Il y a huit ans,
24 Heures Chrono chamboulait la façon de faire de la télévision mais également de la regarder. Le Tv show mettant en scène un Kiefer Sutherland sur le retour a lancé une vague de diffusion sur les chaînes françaises, initiée courageusement par France 2 en prime-time avec
Urgences dès 1996. Alors que les séries américaines envahissent quotidiennement le paysage audiovisuel français, qu'en est-il de la production française ?
Si certaines tentatives –
Reporters,
Engrenages,
La Commune - ont permis à la télévision hexagonale de sortir des sentiers battus et de proposer autre chose que des programmes pour les ménagères, les échecs relatifs en termes d'audience alliés à la frilosité des diffuseurs n'a pour l'instant pas combler l'énorme marge qui existe avec nos voisins américains ou anglais. Les chaînes françaises se bornent pour la plupart à proposer des resucées de séries telles que
FBI Portés Disparues (
Adresse Inconnue),
CSI Las Vegas (
R.I.S) ou encore
New-York Police Criminelle (
Paris Enquêtes Criminelles). Les diffuseurs français qui règnent en maître sur le PAF pourront-ils nous offrir une révolution ?
24 Heures ChronoIl faut déjà se mettre d’accord sur le type de révolution que l’on attend. La production française fonctionne et s’exporte très bien dans énormément de pays soit par l’achat de la série originale, soit par la cession de la franchise. A ce niveau là, elle n’a nul besoin de révolution. Qualitativement c’est bien sur autre chose. Il y a plus de vingt ans on se délectaient des histoires de
Belphégor, des
rois maudits, de
Rocambole, des
Cinq dernière minutes, des
Brigades du tigre ou bien, pour aller dans l’animation, des séries de Jean Chalopin (
Ulysse 31 et
Les mystérieuses cités d’or) ou d’Albert Barillé (les
Il était une fois…). Aujourd’hui on espère sortir d’une période moribonde causée par la privatisation de TF1 et une uniformisation de ses productions maison tant sur le fond (héros récurrent redresseur de tord et message sociale) que sur la forme (des histoires de 90 minutes). Cette durée est d’ailleurs symptomatique d’une télévision qui se voit comme un support de diffusion de fiction cinématographique au rabais. La durée, le réalisateur roi, ce désir de vouloir faire un œuvre qui a du sens. On retrouve les mêmes erreurs que dans le cinéma français et on oublie qu’ailleurs le scénariste est le vrai maître à bord d’une série télé. Bien que le service public suivait docilement son concurrent, c’est pourtant chez elle qu’on put voir les premiers soubresauts qualitatifs
P.J. adopter le format 52 minutes plus proche d’une vrai série tandis qu’
Un gars une fille montrait que les français savaient utiliser au mieux un format ultra court.

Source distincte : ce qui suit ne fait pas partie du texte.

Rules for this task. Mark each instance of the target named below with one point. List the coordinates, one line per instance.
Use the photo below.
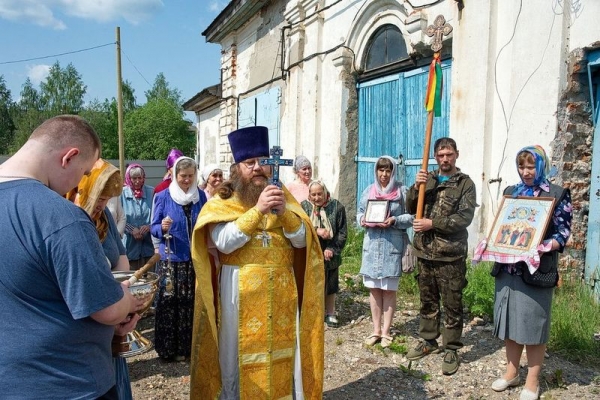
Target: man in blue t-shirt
(60, 304)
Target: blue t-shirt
(53, 276)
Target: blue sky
(156, 36)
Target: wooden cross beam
(276, 161)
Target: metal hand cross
(276, 161)
(438, 30)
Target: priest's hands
(271, 200)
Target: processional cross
(433, 96)
(275, 161)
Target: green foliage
(149, 131)
(63, 90)
(161, 90)
(154, 128)
(575, 319)
(478, 296)
(7, 126)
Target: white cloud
(47, 13)
(37, 12)
(217, 6)
(38, 73)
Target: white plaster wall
(582, 18)
(209, 151)
(505, 88)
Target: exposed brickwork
(572, 155)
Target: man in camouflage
(440, 244)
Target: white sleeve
(227, 237)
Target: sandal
(331, 321)
(372, 339)
(386, 341)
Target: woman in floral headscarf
(136, 200)
(522, 310)
(173, 218)
(383, 247)
(92, 194)
(328, 217)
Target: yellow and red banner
(433, 96)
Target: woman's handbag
(545, 276)
(409, 260)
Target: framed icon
(377, 211)
(519, 226)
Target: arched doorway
(391, 114)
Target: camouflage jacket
(450, 205)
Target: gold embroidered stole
(267, 355)
(267, 314)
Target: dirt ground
(355, 371)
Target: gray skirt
(521, 312)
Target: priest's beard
(248, 191)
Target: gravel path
(355, 371)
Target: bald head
(68, 131)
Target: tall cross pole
(276, 161)
(438, 30)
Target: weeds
(575, 318)
(575, 315)
(478, 296)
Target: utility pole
(120, 106)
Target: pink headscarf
(392, 190)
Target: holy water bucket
(135, 343)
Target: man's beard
(248, 191)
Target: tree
(161, 90)
(63, 90)
(27, 114)
(7, 126)
(156, 127)
(103, 118)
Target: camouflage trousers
(445, 281)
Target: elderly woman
(299, 187)
(175, 212)
(383, 246)
(136, 200)
(522, 309)
(328, 217)
(92, 194)
(212, 177)
(173, 155)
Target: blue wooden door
(391, 121)
(592, 252)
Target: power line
(128, 59)
(57, 55)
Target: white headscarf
(177, 194)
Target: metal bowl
(147, 285)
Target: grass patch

La révolution est t-elle en marche ? Il semblerait que les succès des productions américaines ont agi comme un catalyseur au sein de la production française touché dans sa fierté de ne pas pouvoir faire mieux que ces amerloques qui font que du commercial. Mais pour arriver à atteindre une qualité artistique née de cinquante années de production il faudra remettre en question beaucoup de chose. Penser à raconter une histoire avant de vouloir faire passer un message, diversifié les genres au delà du policier qui reste le chouchou, comprendre que la fidélisation est la clé du succès et qu’il vaut mieux cibler une catégorie plutôt que toutes. C’est surtout au niveau de la production que le tour de force devra se faire. Notre système ne peut offrir 22 épisodes de 52 minutes en une année. C’est impossible aujourd’hui. Peut-être faut-il avant tous cesser de vouloir faire comme les américains et aller voir d’abord de l’autre coté de la manche. Les anglais n’ont pas les même moyens et pourtant ils nous offrent des séries grandioses :
Le prisonnier,
Chapeau melon et bottes de cuir il y a des années et aujourd’hui
Life on mars,
Spaced,
Sherlock Holmes,
The office,
Spooks,
Jekyll et bien sur la plus grande d’entres toutes
Doctor Who. Diversifiées, rythmées, drôles, innovantes sans avoir le budget d’une série américaine, les productions anglaises devraient être le modèle à suivre ici. Pour ma part il y a aujourd’hui une seule personne qui a vraiment compris la puissance de la fiction télé en tant que support d’histoire, un seul qui a su jouer des contraintes pour peu à peu fidéliser le public à sa vision, un seul qui a compris qu’on pouvait (re)faire une série populaire et bien faîte. Cet homme, c’est Alexandre Astier et son œuvre s’appelle
Kaamelott. Si dans les années à venir d’autre continue dans cette voie alors oui la révolution sera en marche.